# babies first outing



## WendyBob (Dec 7, 2014)

This morning Jeff and Pepper decided to come out of the cage and explore the room. Im so proud of them they didnt bang into anything and Pepper sat bobbing her head looking excited. Ive also got them eating millet out of my hand and only took me 2 days. They are doing so well. Ive had them 1 week and they have come a long way in a short time. The lessons i learnt with Bob have definately helped me with these 2 babies.

Cute watching them explore and shout out to each other


----------



## FaeryBee (May 9, 2011)

*Jeff and Pepper look as if they are settling in quite nicely! :thumbsup:*


----------



## KayleighHoudini (Jan 18, 2015)

Aww, they just look so content and confident out! How nice!


----------



## WendyBob (Dec 7, 2014)

Peppers been bobbing her head alot while out of the cage, does anyone know if this is because she was excited and happy, she certainly seemed to be


----------



## StarlingWings (Mar 15, 2013)

Yes, that's a sign she's enjoying herself and is eager to play and have fun! 

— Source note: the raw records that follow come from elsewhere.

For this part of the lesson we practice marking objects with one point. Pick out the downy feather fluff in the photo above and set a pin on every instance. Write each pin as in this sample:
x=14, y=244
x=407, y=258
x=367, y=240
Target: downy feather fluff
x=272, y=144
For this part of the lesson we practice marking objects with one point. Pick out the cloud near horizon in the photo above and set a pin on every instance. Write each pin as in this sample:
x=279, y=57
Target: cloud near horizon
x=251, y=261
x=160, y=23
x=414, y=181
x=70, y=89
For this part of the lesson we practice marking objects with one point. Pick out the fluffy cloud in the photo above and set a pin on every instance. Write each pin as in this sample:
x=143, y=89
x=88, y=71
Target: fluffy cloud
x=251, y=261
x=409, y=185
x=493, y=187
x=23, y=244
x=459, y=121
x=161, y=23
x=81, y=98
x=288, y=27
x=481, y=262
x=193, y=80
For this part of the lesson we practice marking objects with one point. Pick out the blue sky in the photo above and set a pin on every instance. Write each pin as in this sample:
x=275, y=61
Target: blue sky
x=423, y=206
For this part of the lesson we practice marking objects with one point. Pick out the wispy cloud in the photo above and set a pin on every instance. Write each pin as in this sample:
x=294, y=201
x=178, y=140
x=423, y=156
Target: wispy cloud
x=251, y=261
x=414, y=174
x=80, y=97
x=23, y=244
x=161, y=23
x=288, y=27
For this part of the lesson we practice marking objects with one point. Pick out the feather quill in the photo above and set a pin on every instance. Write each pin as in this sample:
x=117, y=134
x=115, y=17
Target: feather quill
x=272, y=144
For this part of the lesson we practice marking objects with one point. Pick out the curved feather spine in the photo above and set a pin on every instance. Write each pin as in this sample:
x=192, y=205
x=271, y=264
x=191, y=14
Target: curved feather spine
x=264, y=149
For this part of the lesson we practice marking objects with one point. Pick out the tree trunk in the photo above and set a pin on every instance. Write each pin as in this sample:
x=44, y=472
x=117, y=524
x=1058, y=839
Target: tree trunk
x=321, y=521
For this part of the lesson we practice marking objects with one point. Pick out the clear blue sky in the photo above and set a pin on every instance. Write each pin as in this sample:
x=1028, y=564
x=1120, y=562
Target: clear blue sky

It appears, by the way, that fun is what they had when they were out and about 

They are so sweet, I'm happy they're settling in so well! :clap:


----------



## WendyBob (Dec 7, 2014)

Aaww bless she did that when in walked up to her. She doesnt seem nervous around me but doesnt seem as interested in me as Jeff so that makes me really happy. Alot of progress in 1 week. Jeff will even perch on my finger im so proud of them


----------



## Budget baby (Jan 1, 2013)

You should be very proud of yourself for the correct approach and attitude. Obviously you are doing the right thing and your budgies are responding beautifully. I love watching the head bobbing displays, sometimes one of mine does the moon walk backwards when he head bobs.


----------